There was a significant interaction between CD-RISC2 scores and CGI-I scores of 1 or 2 (responders) in PTSD trials (Wilcoxon Signed Rank Statistic=−64.5, P=0.018); that is, patients who improved (responded per CGI-I) also had improvement on CD-RISC2 scores. There was not a significant interaction between CD-RISC2 scores and CGI-I scores of 3, 4, or 5 (Wilcoxon Signed Rank Statistic=17.5, P=0.505), suggesting that patients who did not respond per CGI-I also did not significantly improve on the CD-RISC2.

In the the one double-blind, placebo-controlled trial in this data set, an effect size of 0.46 was found in favor of mirtazapine over placebo with respect to change in CD-RISC2 score from baseline to final visit.

4. DISCUSSION

Resilience has become an increasingly important concept to measure, as increased resilience may be related to neuropsychiatric disease prevention after exposure to environmental stressors. Resilience may be an important outcome measure in pharmacological trials of neuropsychiatric agents. We have shown previously with the development of the Connor-Davidson Resilience Scale (CD-RISC) that resilience is a quantifiable concept. Here, we have introduced the CD-RISC2, a 2-item version of the longer CD-RISC. Like its longer originator, the 2-item scale shows good test-retest reliability, convergent validity, and divergent validity. Further, the CD-RISC2 shows significant correlation with the overall CD-RISC score as well as with each item of the CD-RISC, suggesting that the 2 items of the CD-RISC2 are good representatives of the overall scale and the CD-RISC2 can be used in lieu of the CD-RISC.

PTSD patients had significantly lower baseline scores on the CD-RISC2 compared to the general population, family medicine clinic patients, and psychiatric outpatients. Relative to PTSD, the CD-RISC2 may have predictive utility as a screen for PTSD and is sensitive to response to PTSD treatment. Finally, resilience in PTSD (as measured by the CD-RISC2) seems to be differentially modulated by different pharmacological agents.

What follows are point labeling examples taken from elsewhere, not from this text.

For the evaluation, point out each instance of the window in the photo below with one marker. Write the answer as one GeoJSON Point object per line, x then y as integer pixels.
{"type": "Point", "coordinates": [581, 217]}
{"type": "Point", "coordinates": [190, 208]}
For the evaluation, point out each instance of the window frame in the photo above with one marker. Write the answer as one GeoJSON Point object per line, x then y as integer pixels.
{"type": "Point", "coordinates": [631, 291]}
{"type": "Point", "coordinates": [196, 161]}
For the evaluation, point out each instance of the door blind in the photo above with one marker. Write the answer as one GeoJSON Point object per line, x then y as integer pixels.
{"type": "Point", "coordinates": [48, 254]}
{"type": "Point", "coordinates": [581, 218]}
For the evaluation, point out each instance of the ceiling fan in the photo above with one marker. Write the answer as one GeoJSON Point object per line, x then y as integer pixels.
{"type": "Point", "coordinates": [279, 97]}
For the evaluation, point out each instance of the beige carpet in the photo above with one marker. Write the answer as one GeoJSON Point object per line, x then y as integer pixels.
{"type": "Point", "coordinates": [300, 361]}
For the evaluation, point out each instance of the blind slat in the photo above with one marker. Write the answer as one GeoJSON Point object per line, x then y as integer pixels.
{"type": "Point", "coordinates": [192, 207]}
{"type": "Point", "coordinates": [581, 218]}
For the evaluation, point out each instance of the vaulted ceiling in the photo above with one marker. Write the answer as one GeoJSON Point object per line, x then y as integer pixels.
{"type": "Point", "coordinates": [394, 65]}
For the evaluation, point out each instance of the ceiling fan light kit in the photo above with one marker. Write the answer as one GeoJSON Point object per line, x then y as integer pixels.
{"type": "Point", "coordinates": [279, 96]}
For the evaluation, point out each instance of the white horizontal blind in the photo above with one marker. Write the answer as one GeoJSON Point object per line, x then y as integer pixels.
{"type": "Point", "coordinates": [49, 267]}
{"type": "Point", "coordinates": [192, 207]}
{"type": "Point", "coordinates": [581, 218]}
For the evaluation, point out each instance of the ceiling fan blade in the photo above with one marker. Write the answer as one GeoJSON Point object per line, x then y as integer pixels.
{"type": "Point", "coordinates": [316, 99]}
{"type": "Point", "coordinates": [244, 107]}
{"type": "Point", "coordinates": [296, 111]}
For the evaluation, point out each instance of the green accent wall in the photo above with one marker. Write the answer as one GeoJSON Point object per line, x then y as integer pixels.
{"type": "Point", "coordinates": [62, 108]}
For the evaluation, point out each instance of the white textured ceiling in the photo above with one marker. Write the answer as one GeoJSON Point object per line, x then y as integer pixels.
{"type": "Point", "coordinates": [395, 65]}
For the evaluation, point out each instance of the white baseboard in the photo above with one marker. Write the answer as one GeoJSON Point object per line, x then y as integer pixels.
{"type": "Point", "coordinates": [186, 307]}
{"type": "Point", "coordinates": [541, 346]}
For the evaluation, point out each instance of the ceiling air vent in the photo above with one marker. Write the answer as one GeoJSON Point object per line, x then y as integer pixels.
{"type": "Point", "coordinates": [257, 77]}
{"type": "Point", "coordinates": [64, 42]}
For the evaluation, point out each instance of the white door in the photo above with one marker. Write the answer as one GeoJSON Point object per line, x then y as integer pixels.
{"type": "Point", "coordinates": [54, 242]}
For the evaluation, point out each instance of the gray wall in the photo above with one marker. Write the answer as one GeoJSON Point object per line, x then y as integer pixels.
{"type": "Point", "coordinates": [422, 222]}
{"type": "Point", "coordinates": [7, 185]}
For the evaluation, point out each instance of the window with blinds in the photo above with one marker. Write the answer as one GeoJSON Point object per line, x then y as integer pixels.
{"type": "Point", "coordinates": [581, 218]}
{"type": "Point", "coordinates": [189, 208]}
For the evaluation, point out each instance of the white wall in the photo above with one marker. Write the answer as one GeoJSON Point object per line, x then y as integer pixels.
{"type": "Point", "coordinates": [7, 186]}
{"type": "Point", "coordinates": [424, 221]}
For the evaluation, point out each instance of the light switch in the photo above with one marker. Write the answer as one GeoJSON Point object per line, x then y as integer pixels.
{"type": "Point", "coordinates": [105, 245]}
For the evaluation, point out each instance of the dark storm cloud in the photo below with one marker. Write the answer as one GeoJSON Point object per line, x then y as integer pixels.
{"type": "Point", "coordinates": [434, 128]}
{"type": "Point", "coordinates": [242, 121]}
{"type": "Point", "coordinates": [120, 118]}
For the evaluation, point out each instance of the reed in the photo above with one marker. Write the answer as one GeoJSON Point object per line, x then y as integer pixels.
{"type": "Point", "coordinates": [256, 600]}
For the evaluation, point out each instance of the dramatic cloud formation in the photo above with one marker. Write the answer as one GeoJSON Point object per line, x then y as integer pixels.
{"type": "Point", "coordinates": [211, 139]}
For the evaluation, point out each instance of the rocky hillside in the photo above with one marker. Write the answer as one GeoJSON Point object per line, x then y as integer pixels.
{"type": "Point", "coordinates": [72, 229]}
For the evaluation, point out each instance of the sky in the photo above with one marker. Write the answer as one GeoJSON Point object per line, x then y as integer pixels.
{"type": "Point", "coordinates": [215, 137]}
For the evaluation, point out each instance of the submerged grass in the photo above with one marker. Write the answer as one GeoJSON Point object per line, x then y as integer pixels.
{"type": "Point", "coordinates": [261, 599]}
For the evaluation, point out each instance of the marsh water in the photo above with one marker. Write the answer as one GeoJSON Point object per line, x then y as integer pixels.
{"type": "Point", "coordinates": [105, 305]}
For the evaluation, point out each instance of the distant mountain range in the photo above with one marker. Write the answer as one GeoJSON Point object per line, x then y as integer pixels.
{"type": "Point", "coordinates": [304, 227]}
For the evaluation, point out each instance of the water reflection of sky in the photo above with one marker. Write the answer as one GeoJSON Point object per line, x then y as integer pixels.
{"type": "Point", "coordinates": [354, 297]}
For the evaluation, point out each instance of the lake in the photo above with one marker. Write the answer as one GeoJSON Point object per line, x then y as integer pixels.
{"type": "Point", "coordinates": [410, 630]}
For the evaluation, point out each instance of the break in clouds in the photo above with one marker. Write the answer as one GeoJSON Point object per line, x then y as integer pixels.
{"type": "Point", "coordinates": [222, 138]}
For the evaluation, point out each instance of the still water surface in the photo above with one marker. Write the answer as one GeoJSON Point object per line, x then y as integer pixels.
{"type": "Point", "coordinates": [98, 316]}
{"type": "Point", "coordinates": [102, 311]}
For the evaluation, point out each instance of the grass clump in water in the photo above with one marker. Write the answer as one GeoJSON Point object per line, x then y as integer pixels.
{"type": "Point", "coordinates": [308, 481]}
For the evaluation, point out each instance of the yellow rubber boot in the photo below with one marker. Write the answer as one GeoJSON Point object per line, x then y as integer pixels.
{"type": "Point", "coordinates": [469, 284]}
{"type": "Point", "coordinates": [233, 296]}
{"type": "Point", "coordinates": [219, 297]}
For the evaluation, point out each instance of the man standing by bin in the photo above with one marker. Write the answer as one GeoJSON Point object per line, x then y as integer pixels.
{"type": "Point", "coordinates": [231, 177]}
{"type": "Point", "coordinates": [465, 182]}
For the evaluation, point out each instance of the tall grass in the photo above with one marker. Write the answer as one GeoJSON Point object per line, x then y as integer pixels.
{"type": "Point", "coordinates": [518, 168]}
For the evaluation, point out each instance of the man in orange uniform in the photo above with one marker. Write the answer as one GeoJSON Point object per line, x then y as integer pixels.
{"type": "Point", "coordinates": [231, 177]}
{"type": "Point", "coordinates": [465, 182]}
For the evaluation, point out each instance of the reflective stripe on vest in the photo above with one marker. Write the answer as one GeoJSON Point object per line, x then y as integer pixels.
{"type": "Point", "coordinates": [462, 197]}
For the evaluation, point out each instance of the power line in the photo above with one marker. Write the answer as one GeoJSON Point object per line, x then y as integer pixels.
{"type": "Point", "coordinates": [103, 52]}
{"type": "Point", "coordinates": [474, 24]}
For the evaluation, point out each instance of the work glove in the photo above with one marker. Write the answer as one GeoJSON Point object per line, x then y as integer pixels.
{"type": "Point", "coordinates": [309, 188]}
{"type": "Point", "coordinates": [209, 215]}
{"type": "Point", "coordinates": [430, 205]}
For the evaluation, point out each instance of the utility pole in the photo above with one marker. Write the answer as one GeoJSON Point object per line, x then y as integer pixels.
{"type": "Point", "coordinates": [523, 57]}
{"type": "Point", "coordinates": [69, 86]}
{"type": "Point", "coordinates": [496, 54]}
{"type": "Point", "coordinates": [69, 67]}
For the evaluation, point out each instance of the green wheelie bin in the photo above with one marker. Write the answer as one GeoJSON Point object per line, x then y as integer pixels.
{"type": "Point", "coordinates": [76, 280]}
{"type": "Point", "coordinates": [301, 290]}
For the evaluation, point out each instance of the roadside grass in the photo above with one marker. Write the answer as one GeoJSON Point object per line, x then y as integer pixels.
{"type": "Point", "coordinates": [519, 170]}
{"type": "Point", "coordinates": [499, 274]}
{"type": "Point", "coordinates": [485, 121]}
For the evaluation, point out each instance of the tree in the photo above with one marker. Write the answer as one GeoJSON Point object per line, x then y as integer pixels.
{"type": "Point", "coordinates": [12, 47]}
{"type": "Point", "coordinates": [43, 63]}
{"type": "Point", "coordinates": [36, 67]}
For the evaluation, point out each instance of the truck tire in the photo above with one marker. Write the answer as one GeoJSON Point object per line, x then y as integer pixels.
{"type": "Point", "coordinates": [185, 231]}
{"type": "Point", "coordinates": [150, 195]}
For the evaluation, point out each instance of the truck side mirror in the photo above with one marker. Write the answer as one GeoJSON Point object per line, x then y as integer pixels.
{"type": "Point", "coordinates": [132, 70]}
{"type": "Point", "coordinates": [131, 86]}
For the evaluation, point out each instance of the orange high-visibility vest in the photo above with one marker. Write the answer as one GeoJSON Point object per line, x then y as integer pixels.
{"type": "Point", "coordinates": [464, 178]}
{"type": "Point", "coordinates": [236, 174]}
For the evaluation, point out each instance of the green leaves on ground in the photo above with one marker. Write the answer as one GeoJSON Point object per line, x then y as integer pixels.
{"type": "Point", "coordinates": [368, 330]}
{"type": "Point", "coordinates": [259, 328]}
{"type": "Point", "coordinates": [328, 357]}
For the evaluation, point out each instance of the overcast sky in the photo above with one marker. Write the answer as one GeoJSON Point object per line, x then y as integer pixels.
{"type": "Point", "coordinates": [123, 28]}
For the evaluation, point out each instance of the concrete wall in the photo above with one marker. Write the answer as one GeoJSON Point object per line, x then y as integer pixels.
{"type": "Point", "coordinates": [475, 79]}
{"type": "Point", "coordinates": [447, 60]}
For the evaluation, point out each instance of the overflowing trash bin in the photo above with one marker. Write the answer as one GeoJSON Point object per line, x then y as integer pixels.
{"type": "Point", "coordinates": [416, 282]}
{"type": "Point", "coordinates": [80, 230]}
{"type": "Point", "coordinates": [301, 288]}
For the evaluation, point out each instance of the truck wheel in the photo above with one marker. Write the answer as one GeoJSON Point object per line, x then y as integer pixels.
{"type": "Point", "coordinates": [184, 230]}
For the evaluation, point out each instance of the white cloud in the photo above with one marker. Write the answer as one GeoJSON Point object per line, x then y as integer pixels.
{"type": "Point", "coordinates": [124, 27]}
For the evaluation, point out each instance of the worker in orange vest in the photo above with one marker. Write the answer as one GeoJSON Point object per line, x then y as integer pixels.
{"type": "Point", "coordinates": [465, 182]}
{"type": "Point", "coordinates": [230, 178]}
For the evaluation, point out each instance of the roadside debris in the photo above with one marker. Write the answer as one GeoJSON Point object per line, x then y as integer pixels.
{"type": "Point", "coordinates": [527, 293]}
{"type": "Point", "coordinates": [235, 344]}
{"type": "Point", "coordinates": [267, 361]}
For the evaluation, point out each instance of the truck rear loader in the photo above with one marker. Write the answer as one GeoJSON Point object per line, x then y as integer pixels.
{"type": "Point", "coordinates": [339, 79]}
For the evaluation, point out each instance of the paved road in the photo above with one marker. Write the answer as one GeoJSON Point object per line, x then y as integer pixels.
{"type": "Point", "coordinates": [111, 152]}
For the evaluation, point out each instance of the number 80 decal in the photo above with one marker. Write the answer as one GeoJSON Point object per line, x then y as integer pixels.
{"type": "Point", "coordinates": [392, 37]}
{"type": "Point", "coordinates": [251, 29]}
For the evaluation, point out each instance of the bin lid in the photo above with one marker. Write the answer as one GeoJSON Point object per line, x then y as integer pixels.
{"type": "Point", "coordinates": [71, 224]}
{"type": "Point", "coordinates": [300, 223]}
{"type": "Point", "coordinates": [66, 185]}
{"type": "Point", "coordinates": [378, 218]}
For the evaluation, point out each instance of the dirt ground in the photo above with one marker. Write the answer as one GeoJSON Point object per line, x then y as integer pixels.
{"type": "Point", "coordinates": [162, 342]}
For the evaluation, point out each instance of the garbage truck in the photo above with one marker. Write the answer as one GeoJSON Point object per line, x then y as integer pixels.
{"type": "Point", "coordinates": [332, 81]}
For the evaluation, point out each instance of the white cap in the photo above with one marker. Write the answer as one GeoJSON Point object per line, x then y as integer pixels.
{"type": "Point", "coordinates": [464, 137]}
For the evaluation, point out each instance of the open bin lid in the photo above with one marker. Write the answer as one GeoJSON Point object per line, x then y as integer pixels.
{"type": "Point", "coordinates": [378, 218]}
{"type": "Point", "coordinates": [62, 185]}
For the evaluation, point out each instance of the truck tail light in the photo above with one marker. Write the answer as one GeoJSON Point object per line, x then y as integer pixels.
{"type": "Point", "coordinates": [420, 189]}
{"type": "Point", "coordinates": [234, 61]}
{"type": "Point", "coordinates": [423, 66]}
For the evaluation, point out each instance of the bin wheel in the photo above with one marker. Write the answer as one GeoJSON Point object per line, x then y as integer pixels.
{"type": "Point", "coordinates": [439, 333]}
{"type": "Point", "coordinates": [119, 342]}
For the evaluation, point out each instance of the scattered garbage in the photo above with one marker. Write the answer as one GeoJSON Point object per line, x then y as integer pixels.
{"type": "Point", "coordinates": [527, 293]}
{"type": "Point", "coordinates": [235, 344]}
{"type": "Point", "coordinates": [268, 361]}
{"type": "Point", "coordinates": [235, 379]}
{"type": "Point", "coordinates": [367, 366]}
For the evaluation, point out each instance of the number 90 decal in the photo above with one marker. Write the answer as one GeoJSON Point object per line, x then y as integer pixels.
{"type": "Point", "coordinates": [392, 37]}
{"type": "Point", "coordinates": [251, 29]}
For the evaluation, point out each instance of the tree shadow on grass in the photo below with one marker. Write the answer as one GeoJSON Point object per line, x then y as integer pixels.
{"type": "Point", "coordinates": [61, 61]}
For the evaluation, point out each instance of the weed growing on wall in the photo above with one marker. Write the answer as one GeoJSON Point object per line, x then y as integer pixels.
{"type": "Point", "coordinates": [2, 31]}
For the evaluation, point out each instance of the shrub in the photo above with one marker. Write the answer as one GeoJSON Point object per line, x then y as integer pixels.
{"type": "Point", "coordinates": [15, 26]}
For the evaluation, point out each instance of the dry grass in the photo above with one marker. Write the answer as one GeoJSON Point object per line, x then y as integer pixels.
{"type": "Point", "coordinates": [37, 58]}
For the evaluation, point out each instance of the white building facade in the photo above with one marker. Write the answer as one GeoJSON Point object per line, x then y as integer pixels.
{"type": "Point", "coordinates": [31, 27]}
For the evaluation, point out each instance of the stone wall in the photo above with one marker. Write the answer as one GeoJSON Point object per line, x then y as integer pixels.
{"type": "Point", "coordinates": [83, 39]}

There are several possible applications of the CD-RISC2. It may useful either as a quick screen, or as a brief measure of resilience or progress after treatment. For research, the scale could be used as an outcome measure in treatment settings to measure effectiveness of contemporary resilience interventions, such as impacting cognitive schemas, home environment, parenting practices, and community resources (Mandleco and Peery, 2000). As discussed previously, resilience has become increasingly important to measure. For example, resilience may be related to sympathetic-parasympathetic balance (Bracha, 2004; Davidson et al., 2005). The scale could also be used in studies of the biology of resilience.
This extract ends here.